Bellows beach is tied up in a lot of my childhood memories. It's an Air Force base, and has always had cabins for military people to rent. We used to camp there when I was little, and we stayed in the cabins a few times. It's at Bellows that I got bit by a centipede on my right hand. Bellows is where I learned to body surf, and where I first found the delight of playing in the shallow part of the waves and building sand castles. Some of those memories belong to the beach in Kailua bay, too, but a lot of the ones that involve both my parents are from Bellows. (Mom took us to Kailua during the day, Dad took us all to Bellows on weekends and evenings.) It was at Bellows that Dad and I shared the good bottle of champagne my cousin got us for our combined graduation/anniversary celebration.
I have a lot of happy and nostalgic memories of Bellows, acquired over the years, and it meant a lot to share that with my husband. I asked him at some point over the week if visiting Hawaii helped him understand me more, and he said it did. I'm not sure exactly what it means, but since visiting Iowa helped me understand him more even though he lived there about the same amount as I lived in Hawaii, I was glad to know.
So, the only other really exciting thing we did was visit Hanauma Bay.

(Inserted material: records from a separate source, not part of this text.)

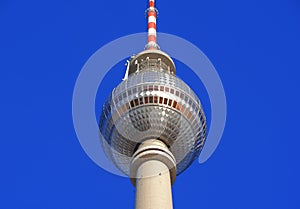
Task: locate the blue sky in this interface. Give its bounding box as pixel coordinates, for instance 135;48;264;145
0;0;300;209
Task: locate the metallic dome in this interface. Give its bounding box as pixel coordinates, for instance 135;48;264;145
99;54;206;176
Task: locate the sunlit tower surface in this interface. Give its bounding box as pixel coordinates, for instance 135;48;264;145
99;0;206;209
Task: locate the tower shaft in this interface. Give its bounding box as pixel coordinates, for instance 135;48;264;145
135;160;173;209
130;139;176;209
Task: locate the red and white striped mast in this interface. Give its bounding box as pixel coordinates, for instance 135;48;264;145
145;0;159;50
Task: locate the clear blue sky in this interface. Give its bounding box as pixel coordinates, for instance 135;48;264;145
0;0;300;209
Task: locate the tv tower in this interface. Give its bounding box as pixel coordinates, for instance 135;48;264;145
99;0;206;209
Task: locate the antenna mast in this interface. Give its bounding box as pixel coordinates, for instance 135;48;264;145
145;0;159;50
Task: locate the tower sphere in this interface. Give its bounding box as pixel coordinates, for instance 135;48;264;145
99;49;206;176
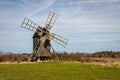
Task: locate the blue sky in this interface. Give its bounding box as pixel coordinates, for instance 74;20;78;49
0;0;120;53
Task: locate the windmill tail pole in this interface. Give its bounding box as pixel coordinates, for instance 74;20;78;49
51;46;60;61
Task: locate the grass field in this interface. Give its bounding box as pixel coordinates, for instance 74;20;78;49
0;62;120;80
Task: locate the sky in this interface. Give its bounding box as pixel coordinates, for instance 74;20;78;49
0;0;120;53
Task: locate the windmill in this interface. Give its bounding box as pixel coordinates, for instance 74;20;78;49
21;11;68;61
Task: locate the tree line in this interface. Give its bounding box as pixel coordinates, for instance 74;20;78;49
0;51;120;63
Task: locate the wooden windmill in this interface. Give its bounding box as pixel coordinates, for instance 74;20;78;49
21;12;68;61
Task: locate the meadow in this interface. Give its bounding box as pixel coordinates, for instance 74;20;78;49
0;62;120;80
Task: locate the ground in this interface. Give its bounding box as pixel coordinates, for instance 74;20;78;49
0;62;120;80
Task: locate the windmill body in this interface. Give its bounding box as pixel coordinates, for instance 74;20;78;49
21;12;68;61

The one thing Mr D wanted to do was snorkel, and that is the place to go. It's changed a bit since I was a kid, when you just parked wherever and made your way down the hill. Now there's a visitor center, and you pay $5 each to enter, and they make you watch a short movie about the bay and the reefs and how to preserve it all before they let you down. Dad came with us to sit on the beach and read while we snorkeled. We got up at 6 and had our coffee and went. We were down on the beach by 7:15, and Mr D and I were out in the water for an hour and a half. As we left, there were crowds and crowds waiting to get in and the parking lot was full, at 9 a.m.
It was completely worth it. We saw tons of beautiful fishies, and even a honu (Hawaiian for turtle) swimming around. The fins were completely wrong and I still have scabs on my feet from the raw spots I got, but I completely don't care. It was low tide at 6 that morning, which means it was nearly impossible to get over the reefs (we weren't supposed to touch them, and the one time I tried to get over I was afraid I was going to hit a sea urchin, which didn't help). We went around to the left side of the bay where I've never been before, and had just a wonderful time.

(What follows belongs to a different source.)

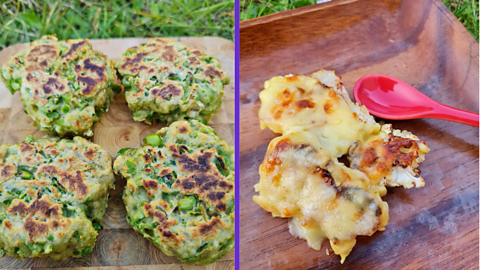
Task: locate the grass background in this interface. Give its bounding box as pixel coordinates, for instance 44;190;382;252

We stopped at the gift shop at the top on our way out and he bought a print of the bay, so now we have three Hawaiian prints to frame for our walls. This makes me very happy, to have pieces of my childhood that Mr D picked out for our home. It was hard to tell if he liked it there or not sometimes, but he liked it enough to pick up memories and we're planning to go back someday so I guess he did. And I got to share something of myself with him, which was sweet.
Other than that, we ate good food and watched some television (I saw Alias for the first time and liked it) and he saw maybe a third of the island. We didn't get to Hale iwa or Pearl Harbor or the swap meet. We didn't even get to see Chinaman's Hat. But that's okay, because we had a good time and relaxed, and I read some books and felt good.
And now I'm home and if anyone read this far, kudos to you. One long post, yeah? (Hawaiian style, man. I actually found myself slipping into the speech patterns by the end of the week, although I haven't spoken the pidgin since I was 10 and the last time I spent any significant time there was 1987.) I'm going to head off and read my book now. Have a great weekend!